San Francisco's mayor and top prosecutor spoke out Wednesday against the controversial ballot measure that would have decriminalized prostitution in the city, saying it would remove the ability of law enforcement to curb human trafficking and provide services for victims.
Speaking on a dingy street corner in the Tenderloin District, the site of a now-closed massage parlor, Mayor Gavin Newsom and District Attorney Kamala Harris pushed a message that prostitution is not a victimless crime.
"We can not give a green light or a pass to predators of young women," Harris said.
"This is so much bigger than what happens between consenting adults behind closed doors," she added.
Harris said prostitution often accompanies drug crime, violence and quality of life in neighborhoods such as the Tenderloin.
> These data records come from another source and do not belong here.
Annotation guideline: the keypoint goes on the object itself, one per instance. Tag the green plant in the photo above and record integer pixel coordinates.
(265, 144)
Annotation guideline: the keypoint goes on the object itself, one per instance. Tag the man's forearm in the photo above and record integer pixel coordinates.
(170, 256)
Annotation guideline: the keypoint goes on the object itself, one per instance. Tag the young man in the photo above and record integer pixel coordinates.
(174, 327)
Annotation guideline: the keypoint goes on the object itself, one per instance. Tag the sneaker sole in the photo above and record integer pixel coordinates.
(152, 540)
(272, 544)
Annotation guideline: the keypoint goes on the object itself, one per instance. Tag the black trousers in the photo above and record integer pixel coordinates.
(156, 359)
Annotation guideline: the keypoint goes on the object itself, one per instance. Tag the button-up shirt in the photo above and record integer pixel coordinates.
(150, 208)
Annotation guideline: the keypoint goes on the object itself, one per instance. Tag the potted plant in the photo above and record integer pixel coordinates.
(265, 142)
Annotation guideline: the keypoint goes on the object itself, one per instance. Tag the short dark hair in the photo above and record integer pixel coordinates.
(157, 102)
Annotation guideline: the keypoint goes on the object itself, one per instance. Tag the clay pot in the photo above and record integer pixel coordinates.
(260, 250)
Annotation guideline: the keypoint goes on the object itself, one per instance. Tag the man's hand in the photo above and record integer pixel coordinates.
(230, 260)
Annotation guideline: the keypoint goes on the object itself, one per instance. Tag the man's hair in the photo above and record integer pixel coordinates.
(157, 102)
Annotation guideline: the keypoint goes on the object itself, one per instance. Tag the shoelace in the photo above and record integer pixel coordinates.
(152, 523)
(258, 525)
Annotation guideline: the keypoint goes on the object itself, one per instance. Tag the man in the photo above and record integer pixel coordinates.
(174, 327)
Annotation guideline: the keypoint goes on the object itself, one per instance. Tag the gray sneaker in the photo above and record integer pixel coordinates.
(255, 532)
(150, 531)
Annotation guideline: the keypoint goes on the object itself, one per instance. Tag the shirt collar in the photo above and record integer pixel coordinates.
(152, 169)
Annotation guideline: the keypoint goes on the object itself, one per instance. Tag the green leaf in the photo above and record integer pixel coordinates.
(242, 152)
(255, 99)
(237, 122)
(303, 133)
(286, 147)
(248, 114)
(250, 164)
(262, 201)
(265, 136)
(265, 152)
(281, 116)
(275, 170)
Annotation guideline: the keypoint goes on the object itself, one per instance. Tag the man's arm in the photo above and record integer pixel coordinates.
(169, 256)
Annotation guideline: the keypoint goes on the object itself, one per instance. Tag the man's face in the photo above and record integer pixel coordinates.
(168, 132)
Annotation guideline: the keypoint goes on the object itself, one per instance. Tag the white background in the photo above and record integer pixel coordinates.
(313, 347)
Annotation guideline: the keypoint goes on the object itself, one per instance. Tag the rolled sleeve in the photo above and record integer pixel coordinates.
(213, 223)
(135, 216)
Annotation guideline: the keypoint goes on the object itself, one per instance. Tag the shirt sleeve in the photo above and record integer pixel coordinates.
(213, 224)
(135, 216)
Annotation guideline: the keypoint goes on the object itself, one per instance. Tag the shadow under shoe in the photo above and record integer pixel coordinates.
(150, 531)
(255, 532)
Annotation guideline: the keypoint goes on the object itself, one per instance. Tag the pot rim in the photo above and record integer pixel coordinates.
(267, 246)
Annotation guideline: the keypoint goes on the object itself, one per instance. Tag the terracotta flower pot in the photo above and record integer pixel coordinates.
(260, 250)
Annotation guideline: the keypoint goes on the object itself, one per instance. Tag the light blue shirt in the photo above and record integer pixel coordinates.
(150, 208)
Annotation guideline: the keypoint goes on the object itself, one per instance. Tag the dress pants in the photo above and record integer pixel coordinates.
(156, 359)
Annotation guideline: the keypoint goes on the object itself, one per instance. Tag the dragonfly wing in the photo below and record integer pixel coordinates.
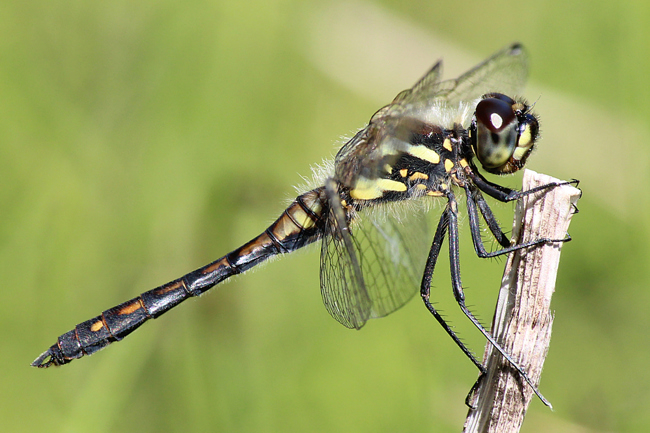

She said passage of Proposition K would not be "compassionate."
Newsom echoed Harris' comments.
"If Prop K passes, can you imagine living here?" he asked, motioning to the surrounding Tenderloin streets.
"This is serious business," he said. "We're trying to clean up the Tenderloin."
"If people really knew what was happening in these massage parlors, there would be outrage," Newsom said.
Supporters of the measure, who plan to hold their own news conference this afternoon, have said the legislation aims to increase safety for women and help sex workers report violence without fear of arrest.
The proposition calls on police to make sex workers' safety a priority by instead focusing on enforcing laws against assault, rape, kidnapping and extortion, supporters say.
They argue it would actually strengthen the prosecution of sex traffickers and protect immigrant women from arrest and deportation.